Hindistan’ın güneyinde geçim sıkıntısı içinde yaşayan Ramanujan diploması olmadığı için iş bulmakta güçlük çeker, elinde teoremlerinin bulunduğu defterle kapı kapı dolaşıp zor da olsa bir iş bulur ve teoremleri üzerinde çalışmalarına devam eder. Ramanujan’ın matematiğe bakış açısını eşiyle aralarında geçen bir konuşmadan anlayabiliriz. Eşinin teoremler için;
"Ben de anlamak istiyorum. Göremediğim renkler olarak kalmasını istemiyorum."

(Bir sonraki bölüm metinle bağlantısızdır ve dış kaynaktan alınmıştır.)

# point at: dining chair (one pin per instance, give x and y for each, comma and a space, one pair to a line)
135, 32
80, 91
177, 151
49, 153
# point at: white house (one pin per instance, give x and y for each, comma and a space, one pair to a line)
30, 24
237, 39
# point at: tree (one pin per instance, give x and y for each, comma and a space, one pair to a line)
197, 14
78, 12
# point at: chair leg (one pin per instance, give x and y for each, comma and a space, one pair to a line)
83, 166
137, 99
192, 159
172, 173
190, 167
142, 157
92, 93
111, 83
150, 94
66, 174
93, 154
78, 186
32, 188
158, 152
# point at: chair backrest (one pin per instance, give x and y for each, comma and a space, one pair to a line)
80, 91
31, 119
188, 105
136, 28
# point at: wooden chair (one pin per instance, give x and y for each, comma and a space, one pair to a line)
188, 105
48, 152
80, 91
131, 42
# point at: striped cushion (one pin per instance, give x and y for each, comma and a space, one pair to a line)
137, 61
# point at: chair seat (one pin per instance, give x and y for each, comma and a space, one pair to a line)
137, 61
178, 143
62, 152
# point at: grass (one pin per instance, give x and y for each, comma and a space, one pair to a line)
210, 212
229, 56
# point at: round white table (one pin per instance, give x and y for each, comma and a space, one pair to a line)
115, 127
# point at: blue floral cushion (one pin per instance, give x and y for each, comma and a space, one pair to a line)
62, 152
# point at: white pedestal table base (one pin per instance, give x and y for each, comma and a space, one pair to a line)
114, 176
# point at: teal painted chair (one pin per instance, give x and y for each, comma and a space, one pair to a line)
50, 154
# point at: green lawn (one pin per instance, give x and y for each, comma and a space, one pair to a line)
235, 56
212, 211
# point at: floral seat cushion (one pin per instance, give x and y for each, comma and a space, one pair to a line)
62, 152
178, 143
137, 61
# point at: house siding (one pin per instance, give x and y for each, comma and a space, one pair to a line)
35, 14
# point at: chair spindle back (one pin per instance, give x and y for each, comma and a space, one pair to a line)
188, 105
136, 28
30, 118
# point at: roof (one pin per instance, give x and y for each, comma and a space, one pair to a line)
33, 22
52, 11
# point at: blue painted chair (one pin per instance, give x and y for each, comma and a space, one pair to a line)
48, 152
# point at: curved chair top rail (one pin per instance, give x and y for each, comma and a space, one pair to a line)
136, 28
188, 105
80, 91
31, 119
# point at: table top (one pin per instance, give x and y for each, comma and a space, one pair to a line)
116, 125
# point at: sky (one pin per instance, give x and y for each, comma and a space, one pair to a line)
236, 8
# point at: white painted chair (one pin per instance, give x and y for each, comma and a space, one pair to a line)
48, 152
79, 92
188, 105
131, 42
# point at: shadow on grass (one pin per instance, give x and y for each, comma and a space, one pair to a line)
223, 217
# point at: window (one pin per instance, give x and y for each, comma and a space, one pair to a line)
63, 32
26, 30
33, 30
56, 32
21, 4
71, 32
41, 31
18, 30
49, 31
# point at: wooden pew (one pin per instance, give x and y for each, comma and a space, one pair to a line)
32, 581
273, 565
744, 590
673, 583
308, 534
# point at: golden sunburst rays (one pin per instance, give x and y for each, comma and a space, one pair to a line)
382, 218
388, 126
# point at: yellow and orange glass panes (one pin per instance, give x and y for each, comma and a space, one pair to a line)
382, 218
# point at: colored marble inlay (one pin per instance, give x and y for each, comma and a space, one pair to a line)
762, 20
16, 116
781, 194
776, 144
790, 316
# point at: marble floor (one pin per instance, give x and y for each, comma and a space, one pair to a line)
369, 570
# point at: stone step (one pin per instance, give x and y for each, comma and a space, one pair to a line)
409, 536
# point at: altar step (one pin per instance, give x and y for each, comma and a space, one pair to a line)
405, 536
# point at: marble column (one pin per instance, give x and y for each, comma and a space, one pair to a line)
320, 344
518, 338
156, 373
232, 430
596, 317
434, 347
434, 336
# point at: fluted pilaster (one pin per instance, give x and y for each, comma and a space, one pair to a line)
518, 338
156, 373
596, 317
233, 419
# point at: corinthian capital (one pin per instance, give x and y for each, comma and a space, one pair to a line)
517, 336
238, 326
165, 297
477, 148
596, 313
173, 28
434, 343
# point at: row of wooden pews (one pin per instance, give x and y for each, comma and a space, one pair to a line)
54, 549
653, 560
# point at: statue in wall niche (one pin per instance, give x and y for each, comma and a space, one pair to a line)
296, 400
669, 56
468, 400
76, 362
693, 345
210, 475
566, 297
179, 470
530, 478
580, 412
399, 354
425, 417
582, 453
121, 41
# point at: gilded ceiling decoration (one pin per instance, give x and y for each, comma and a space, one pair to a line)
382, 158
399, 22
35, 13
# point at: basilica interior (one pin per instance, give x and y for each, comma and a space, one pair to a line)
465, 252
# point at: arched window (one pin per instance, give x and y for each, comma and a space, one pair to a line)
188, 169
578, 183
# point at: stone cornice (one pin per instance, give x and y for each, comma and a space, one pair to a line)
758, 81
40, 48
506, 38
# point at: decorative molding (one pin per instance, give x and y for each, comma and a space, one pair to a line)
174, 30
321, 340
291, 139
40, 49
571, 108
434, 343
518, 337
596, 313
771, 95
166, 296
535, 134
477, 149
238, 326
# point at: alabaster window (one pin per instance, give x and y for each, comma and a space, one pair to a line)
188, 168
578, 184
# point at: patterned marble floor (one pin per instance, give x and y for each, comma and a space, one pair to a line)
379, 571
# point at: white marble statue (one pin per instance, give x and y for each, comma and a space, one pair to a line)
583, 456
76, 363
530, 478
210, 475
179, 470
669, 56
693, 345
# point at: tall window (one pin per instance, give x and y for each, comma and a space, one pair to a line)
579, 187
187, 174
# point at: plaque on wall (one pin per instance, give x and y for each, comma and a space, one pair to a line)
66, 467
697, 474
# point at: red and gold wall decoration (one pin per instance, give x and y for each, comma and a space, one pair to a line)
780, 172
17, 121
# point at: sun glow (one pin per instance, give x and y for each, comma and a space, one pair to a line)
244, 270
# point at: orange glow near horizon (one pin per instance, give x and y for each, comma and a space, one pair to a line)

demesi üzerine Ramanujan matematiği anlamanın elimizdeki bir avuç kumun her tanesini yakından görebilmeye benzetir.
"Her şeyde bir motif var. Işığın renklerinde, su üzerindeki yansımalarda... Matematik ilminde bu motifler en ihtişamlı şekillerde tecelli ediyorlar."
diyerek sözlerine devam eder. Ramanujan’ın bu benzetmesini doğadaki altın oran örnekleriyle destekleyebiliriz; deniz kabuğu, kozalak, girdap, ayçiçeği, örümcek ağı... Etrafımızdaki neredeyse her ögede bir motif, o motifin ardında ise matematik vardır. Görebilmek içinse tek ihtiyacımız olan matematiğin dilini anlayabilmektir.